Apparently Google is taking massive libraries of source and target text and dumping them into a database where the relationships between source and target text are analyzed and memorized. This database is then leveraged to translate new source text. Philipp explains it better than I…
This is the Rosetta Stone approach of translation. Let’s take a simple example: if a book is titled “Thus Spoke Zarathustra” in English, and the German title is “Also sprach Zarathustra”, the system can begin to understand that “thus spoke” can be translated with “also sprach”. (This approach would even work for metaphors surely, Google researchers will take the longest available phrase which has high statistical matches across different works.) All it needs is someone to feed the system the two books and to teach it the two are translations from language A to language B, and the translator can create what Franz Och called a “language model.” I suspect it’s crucial that the body of text is immensely large, or else the system in its task of translating would stumble upon too many unlearned phrases. Google used the United Nations Documents to train their machine, and all in fed 200 billion words. This is brute force AI, if you want — it works on statistical learning theory only and has not much real “understanding” of anything but patterns.
This sure is brute force MT. I’ll be very interested to know just how long a string a text Google can effectively translate.
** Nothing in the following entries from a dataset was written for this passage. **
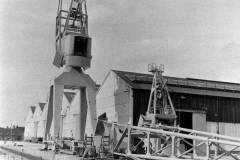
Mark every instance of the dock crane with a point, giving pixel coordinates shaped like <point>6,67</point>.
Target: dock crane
<point>161,138</point>
<point>73,54</point>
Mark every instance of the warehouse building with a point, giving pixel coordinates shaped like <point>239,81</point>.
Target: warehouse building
<point>35,123</point>
<point>29,124</point>
<point>200,104</point>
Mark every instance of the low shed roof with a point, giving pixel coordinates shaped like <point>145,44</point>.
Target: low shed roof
<point>183,85</point>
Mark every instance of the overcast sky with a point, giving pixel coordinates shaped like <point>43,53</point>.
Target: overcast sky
<point>192,38</point>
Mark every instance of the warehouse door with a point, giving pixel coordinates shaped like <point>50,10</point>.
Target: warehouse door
<point>184,120</point>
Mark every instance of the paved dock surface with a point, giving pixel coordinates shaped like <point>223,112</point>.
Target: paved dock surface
<point>32,151</point>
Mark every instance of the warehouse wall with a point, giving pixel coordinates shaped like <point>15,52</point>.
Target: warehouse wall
<point>218,109</point>
<point>69,110</point>
<point>105,98</point>
<point>229,129</point>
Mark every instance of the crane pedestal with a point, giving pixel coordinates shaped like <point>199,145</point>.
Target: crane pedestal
<point>73,79</point>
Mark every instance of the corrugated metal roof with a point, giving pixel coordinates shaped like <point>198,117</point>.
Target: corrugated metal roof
<point>143,81</point>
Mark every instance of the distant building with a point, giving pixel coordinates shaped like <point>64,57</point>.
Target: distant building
<point>29,124</point>
<point>35,123</point>
<point>200,104</point>
<point>14,133</point>
<point>204,105</point>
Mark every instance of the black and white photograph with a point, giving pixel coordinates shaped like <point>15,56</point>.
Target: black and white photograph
<point>119,79</point>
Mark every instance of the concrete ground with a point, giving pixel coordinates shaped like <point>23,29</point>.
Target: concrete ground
<point>32,151</point>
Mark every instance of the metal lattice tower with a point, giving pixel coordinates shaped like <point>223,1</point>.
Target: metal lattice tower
<point>73,45</point>
<point>160,107</point>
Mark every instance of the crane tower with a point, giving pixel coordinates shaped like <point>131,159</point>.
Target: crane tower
<point>73,54</point>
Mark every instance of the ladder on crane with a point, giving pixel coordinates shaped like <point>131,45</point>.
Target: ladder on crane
<point>158,138</point>
<point>160,106</point>
<point>205,146</point>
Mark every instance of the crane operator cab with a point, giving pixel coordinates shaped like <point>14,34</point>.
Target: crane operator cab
<point>73,45</point>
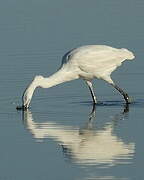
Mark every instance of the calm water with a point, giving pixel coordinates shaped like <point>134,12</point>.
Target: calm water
<point>56,139</point>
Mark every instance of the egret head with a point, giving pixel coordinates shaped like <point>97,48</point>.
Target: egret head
<point>26,98</point>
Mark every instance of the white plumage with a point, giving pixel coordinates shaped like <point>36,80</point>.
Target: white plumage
<point>87,63</point>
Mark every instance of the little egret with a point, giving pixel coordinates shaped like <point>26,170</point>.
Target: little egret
<point>86,62</point>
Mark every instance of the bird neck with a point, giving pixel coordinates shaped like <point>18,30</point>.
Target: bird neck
<point>59,77</point>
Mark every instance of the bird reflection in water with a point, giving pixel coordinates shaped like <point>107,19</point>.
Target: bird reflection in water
<point>87,146</point>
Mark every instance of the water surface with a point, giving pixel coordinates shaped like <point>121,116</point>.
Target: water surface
<point>57,138</point>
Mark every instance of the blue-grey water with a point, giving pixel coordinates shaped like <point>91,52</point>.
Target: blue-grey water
<point>56,139</point>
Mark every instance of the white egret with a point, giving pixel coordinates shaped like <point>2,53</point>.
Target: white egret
<point>86,62</point>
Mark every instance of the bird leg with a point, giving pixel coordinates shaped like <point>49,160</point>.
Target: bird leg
<point>89,83</point>
<point>125,95</point>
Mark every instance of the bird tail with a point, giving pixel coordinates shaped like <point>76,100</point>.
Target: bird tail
<point>127,54</point>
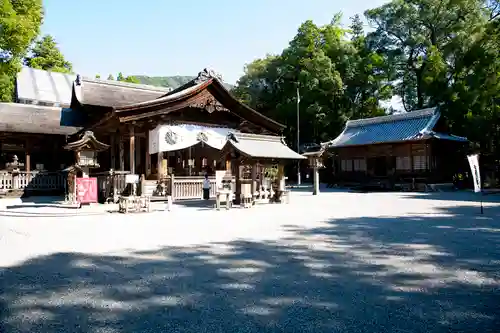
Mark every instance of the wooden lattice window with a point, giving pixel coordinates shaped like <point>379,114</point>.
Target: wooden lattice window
<point>420,162</point>
<point>403,163</point>
<point>359,164</point>
<point>346,165</point>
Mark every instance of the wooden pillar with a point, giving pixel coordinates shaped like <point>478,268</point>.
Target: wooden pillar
<point>190,165</point>
<point>281,177</point>
<point>112,143</point>
<point>316,176</point>
<point>237,191</point>
<point>147,167</point>
<point>121,153</point>
<point>254,177</point>
<point>27,161</point>
<point>160,166</point>
<point>132,149</point>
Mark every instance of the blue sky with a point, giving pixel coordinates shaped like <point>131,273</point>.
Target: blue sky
<point>165,37</point>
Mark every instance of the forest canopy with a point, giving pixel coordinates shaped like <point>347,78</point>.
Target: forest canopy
<point>427,53</point>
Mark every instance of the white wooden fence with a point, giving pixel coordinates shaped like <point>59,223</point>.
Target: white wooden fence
<point>33,181</point>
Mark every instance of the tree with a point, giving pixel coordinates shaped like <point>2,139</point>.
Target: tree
<point>130,79</point>
<point>46,55</point>
<point>338,78</point>
<point>445,52</point>
<point>20,22</point>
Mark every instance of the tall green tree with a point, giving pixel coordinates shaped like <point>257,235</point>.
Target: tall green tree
<point>130,79</point>
<point>20,22</point>
<point>46,55</point>
<point>338,77</point>
<point>444,52</point>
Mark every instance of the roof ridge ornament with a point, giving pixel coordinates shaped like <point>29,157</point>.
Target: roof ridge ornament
<point>207,74</point>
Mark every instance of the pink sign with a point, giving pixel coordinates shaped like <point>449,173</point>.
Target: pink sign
<point>86,190</point>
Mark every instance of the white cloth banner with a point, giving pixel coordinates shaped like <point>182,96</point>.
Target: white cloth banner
<point>176,137</point>
<point>474,167</point>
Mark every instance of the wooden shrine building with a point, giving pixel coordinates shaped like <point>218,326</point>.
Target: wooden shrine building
<point>401,148</point>
<point>171,138</point>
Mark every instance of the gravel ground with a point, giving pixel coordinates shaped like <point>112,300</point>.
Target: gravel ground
<point>338,262</point>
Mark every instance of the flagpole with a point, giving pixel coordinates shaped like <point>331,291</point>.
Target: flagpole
<point>482,211</point>
<point>298,134</point>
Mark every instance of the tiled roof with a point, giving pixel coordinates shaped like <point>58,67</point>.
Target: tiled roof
<point>24,118</point>
<point>36,86</point>
<point>262,146</point>
<point>408,126</point>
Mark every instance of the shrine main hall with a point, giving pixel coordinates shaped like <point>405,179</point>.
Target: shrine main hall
<point>165,136</point>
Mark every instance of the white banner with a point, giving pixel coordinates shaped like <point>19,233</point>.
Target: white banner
<point>176,137</point>
<point>474,167</point>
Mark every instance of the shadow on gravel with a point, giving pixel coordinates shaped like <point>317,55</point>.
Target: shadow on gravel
<point>412,274</point>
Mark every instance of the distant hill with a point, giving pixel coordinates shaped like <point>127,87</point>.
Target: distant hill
<point>170,81</point>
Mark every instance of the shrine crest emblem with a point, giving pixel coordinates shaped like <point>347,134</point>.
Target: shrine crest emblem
<point>171,137</point>
<point>202,137</point>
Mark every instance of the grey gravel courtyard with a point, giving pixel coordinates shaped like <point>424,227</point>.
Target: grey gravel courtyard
<point>339,262</point>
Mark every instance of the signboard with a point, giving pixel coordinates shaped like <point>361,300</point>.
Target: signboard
<point>219,175</point>
<point>86,190</point>
<point>474,167</point>
<point>131,179</point>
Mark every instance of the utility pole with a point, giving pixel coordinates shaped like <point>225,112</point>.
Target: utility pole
<point>298,134</point>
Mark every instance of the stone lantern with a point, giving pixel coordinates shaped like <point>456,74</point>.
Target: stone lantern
<point>315,159</point>
<point>14,168</point>
<point>86,150</point>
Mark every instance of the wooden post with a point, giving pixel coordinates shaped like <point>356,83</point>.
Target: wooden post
<point>122,153</point>
<point>237,191</point>
<point>147,168</point>
<point>160,166</point>
<point>132,149</point>
<point>190,167</point>
<point>281,177</point>
<point>27,163</point>
<point>254,178</point>
<point>138,154</point>
<point>112,143</point>
<point>172,181</point>
<point>316,175</point>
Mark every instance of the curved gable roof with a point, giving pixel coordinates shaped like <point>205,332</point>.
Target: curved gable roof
<point>206,80</point>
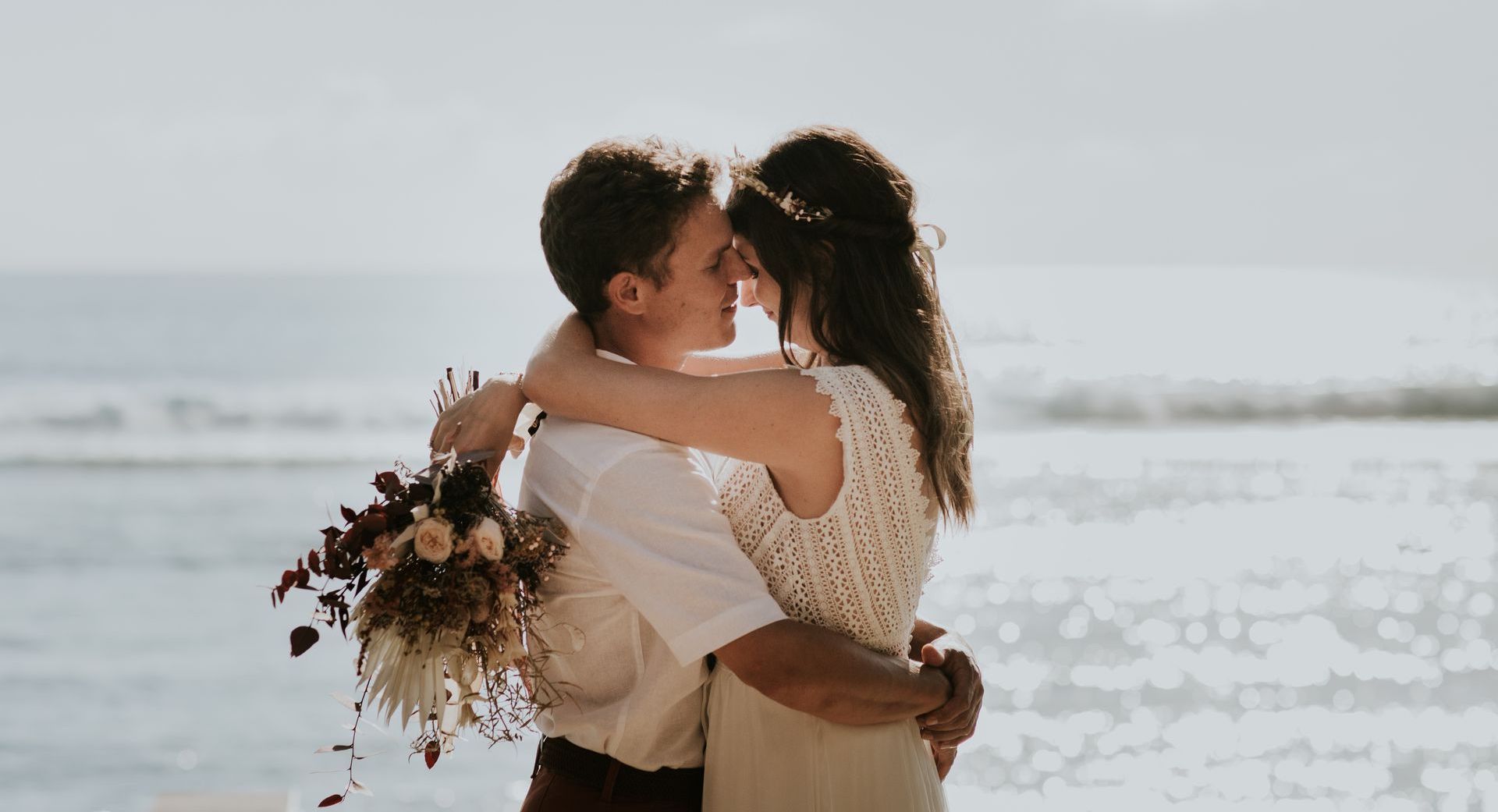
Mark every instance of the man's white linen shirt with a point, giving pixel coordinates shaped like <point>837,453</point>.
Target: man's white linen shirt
<point>654,582</point>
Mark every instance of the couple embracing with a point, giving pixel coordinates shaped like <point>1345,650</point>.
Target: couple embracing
<point>755,618</point>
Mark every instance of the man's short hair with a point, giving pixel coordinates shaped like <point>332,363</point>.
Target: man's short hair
<point>616,208</point>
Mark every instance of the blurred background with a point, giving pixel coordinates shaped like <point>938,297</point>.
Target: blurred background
<point>1224,271</point>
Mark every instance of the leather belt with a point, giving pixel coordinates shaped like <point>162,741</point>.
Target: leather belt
<point>616,779</point>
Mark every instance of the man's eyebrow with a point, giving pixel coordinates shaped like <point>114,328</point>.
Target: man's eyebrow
<point>718,252</point>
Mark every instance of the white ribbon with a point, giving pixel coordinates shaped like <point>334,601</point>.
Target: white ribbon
<point>923,250</point>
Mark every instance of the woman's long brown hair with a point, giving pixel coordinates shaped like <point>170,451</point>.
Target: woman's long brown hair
<point>869,302</point>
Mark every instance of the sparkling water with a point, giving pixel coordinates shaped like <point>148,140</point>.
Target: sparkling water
<point>1235,544</point>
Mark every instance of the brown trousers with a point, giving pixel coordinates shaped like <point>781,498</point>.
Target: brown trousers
<point>555,792</point>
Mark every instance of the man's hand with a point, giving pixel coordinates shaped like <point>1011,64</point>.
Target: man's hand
<point>483,421</point>
<point>953,722</point>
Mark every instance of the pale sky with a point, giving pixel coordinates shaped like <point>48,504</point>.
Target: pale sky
<point>317,135</point>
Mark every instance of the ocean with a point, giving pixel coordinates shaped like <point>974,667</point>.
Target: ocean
<point>1235,548</point>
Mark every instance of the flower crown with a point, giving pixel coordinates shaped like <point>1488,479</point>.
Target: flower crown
<point>742,172</point>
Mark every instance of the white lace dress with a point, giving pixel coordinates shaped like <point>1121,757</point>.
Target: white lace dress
<point>857,569</point>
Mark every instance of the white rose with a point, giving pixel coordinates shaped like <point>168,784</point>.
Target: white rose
<point>488,540</point>
<point>433,540</point>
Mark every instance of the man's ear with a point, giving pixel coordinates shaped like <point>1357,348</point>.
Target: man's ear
<point>627,293</point>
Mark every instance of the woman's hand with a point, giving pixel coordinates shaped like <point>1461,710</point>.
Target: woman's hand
<point>944,758</point>
<point>483,421</point>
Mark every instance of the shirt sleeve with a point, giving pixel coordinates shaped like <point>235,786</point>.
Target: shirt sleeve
<point>652,527</point>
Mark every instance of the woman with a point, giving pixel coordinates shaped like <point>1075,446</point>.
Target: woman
<point>847,460</point>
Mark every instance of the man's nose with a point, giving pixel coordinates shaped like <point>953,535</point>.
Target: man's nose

More important, how will Google handle the flood of brand names, oddball terms, and local slang?
But let’s just assume that Google does make this ambitious project a success; how will this affect the translation industry in general and Web globalization in particular?
Assuming this all does work moderately well, companies will be incented to pull all text out of graphics to make the most of this free translation service. After all, if Google is providing users in Vietnam a free translation of your company’s Web site, why not do what you can to make everything translatable.
This would also be yet another blow to Macromedia Flash, not that the emergence of AJAX isn’t doing enough damage.
But what about the impact on translation vendors? i don’t think they have much to worry about, yet. The need for high-quality, human-edited translation isn’t going away anytime soon. Long term, however, all bets are off. Google should be on every translation vendor’s radar; this company has lots of money, lots of smarts, and lots of incentive to provide the world’s text in all the world’s languages.